India also discriminates against tribal internally displaced persons. There are about 4,50,000 internally displaced persons as a result of conflict including about 200,000 Santhals, Bodos and Muslims, - 43,740 persons in 20 relief camps in Chhattisgarh,- 55,476 Kashmiri Pandit families and - 35,000 Brus of Mizoram sheltered in Tripura.

“The discrimination is clear and stark. Presently, Kashmiri pandits are provided cash assistance of Rs 1,000/- per head per month subject to a maximum of Rs 4,000/- per family per month both at Jammu and Delhi relief camps besides basic dry rations. This assistance has been proven to be inadequate. Yet, a Bru tribal adult gets cash of Rs 2.90 per day (i.e. Rs 87 per month) and a minor gets Rs 1.45 per day (i.e. Rs 43.5 per month) and 450 gram of rice is being provided to per adult Bru per day”.

The government of India and various State governments perpetrated similar discrimination against tribals displaced by development projects. Forcible displacement without justice and adequate compensation have been contributing to India’s growing conflicts whether in Nandigram of West Bengal or Tipaimukh of Manipur.

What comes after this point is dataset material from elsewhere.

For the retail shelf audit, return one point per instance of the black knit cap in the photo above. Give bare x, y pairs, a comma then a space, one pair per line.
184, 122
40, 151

Each Special Economic Zone and each Memoranda of Understanding signed with State governments for dams and other projects is a potential zone of conflict.

“Checks and balances in any democracy are neither static nor guaranteed. If not defended, protections weaken over time particularly when challenged by the demands of internal conflicts. India is facing a crisis of protection. The killing of 14 members of the anti-land acquisition Bhumi Uchhed Pratirodh Committee (Land Eviction Resistance Committee) in Nandigram, West Bengal on 14 March 2007 is emblematic of the crisis of protection and the conflicts gulfing India.” – warned Asian Centre for Human Rights.

Apart from strengthening the national mechanism to address such violations, Asian Centre for Human Rights recommends that 15th SAARC Summit  establish a working Group of Eminent Persons of South Asia to explore the possibility of drafting a South Asia Human Rights Convention with full and active participation of civil society groups and other stakeholders. ACHR also urges the National Human Rights Institutions in South Asia to emulate the role of their counterparts in South East Asia to establish a South Asia Sub-Regional human rights mechanism.